At the centre of the chaos, naturally, is a wedding. Nate (Jacob Elordi) and Cassie (Sydney Sweeney) exchange vows amid a sea of lush, hyper-romantic roses that deliberately recall the Botticelli-inflected fantasies Cassie indulged throughout Season 2. The soft-focus reverie does not last. Maddy (Alexa Demie) — whose friendship with Cassie fractured spectacularly in earlier seasons — re-enters the frame, and the women’s uneasy reunion is soon detonated by a home invasion that drags their toxic history back into the present with full force.

Meanwhile, Rue (Zendaya) is in a state of profound deterioration. Interrogated by police over a suspected Mexico excursion and shown swallowing drug balloons in a grimly compelling sequence that riffs on Cool Hand Luke, she remains the show’s moral and emotional black hole. Even her most reliable anchor, Colman Domingo’s Ali, is reduced to a brief appearance before being beaten bloody — a sequence that signals how thoroughly Levinson intends to dismantle whatever fragile safety nets his characters constructed in prior seasons.

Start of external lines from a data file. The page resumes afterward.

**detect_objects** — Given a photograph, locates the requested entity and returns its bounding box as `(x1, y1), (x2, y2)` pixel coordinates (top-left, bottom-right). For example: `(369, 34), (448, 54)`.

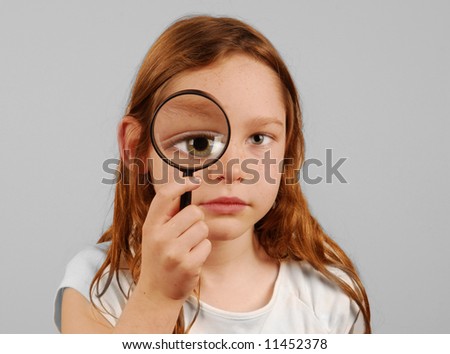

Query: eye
(171, 132), (223, 158)
(250, 133), (271, 145)
(175, 136), (214, 157)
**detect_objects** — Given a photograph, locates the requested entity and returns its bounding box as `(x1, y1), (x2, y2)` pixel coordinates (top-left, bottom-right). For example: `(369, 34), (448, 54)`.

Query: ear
(117, 116), (147, 173)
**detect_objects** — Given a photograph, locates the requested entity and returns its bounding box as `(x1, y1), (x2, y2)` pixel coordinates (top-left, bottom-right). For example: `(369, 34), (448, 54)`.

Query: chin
(207, 220), (253, 242)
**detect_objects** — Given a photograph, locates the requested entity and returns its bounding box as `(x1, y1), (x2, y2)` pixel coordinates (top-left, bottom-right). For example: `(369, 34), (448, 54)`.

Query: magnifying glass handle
(180, 170), (194, 210)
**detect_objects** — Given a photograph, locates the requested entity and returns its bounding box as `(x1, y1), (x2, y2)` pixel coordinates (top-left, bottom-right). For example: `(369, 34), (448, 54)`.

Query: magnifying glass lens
(152, 91), (230, 171)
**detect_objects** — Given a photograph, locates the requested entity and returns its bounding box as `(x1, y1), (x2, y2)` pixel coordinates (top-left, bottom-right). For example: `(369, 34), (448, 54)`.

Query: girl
(55, 16), (371, 333)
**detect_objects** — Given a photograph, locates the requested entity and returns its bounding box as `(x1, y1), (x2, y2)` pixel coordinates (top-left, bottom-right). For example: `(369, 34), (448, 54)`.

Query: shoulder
(284, 261), (360, 333)
(54, 242), (110, 330)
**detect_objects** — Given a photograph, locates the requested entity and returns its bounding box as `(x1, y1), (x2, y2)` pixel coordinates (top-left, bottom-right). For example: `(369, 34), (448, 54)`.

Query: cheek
(148, 153), (182, 192)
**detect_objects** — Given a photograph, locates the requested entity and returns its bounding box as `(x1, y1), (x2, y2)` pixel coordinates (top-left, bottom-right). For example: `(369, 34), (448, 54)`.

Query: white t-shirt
(55, 242), (364, 333)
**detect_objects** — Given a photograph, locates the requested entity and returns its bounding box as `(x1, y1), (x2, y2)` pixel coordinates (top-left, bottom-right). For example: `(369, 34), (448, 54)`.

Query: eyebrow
(247, 116), (284, 127)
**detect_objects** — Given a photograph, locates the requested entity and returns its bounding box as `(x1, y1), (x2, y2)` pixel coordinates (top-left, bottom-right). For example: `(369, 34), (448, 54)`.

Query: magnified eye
(175, 136), (214, 157)
(172, 132), (224, 158)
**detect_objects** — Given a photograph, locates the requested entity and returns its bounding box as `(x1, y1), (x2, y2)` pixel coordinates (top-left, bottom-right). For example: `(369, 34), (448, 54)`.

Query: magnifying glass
(150, 90), (231, 210)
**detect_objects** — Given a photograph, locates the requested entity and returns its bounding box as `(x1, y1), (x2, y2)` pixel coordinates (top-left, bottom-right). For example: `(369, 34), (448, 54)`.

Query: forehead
(166, 54), (285, 123)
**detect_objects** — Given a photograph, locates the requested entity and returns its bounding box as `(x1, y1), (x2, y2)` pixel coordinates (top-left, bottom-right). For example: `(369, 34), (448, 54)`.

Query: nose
(207, 141), (247, 184)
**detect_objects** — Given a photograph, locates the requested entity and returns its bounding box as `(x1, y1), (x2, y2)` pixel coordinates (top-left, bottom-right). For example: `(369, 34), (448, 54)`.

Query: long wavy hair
(91, 16), (371, 333)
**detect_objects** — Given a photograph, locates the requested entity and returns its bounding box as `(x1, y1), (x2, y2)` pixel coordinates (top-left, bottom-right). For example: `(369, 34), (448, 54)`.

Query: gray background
(0, 0), (450, 333)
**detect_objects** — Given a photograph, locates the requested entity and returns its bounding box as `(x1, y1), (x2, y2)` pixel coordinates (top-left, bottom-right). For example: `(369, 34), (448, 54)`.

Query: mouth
(200, 197), (248, 214)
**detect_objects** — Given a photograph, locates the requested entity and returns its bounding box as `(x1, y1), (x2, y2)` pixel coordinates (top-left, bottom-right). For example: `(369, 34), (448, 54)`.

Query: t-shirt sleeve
(54, 244), (108, 332)
(297, 263), (364, 334)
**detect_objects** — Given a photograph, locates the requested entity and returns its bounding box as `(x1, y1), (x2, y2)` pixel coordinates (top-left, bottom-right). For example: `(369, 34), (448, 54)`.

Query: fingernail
(190, 176), (202, 184)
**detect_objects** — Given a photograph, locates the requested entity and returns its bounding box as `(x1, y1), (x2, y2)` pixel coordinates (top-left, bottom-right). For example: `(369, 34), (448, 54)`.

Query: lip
(200, 197), (248, 214)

There are slivers of optimism scattered among the wreckage. Lexie (Maude Apatow) is glimpsed on a Hollywood backlot, teeing up what promises to be Levinson’s sharpest commentary yet on the entertainment industry — pointed, no doubt, by the lukewarm reception his HBO series The Idol received. Jules (Hunter Schafer), after seasons of quiet suffering, appears to have found something resembling equilibrium as a working model. A fleeting shot of comedian Darrell Britt-Gibson wielding a bone saw over a blood-drenched shower confirms, beyond any reasonable doubt, that the rules have changed entirely. Season 3 also marks the final appearance of the late Eric Dane, alongside returning cast members Chloe Cherry, Dominic Fike, Nika King, and others. The stakes, like the stilettos, have never been higher.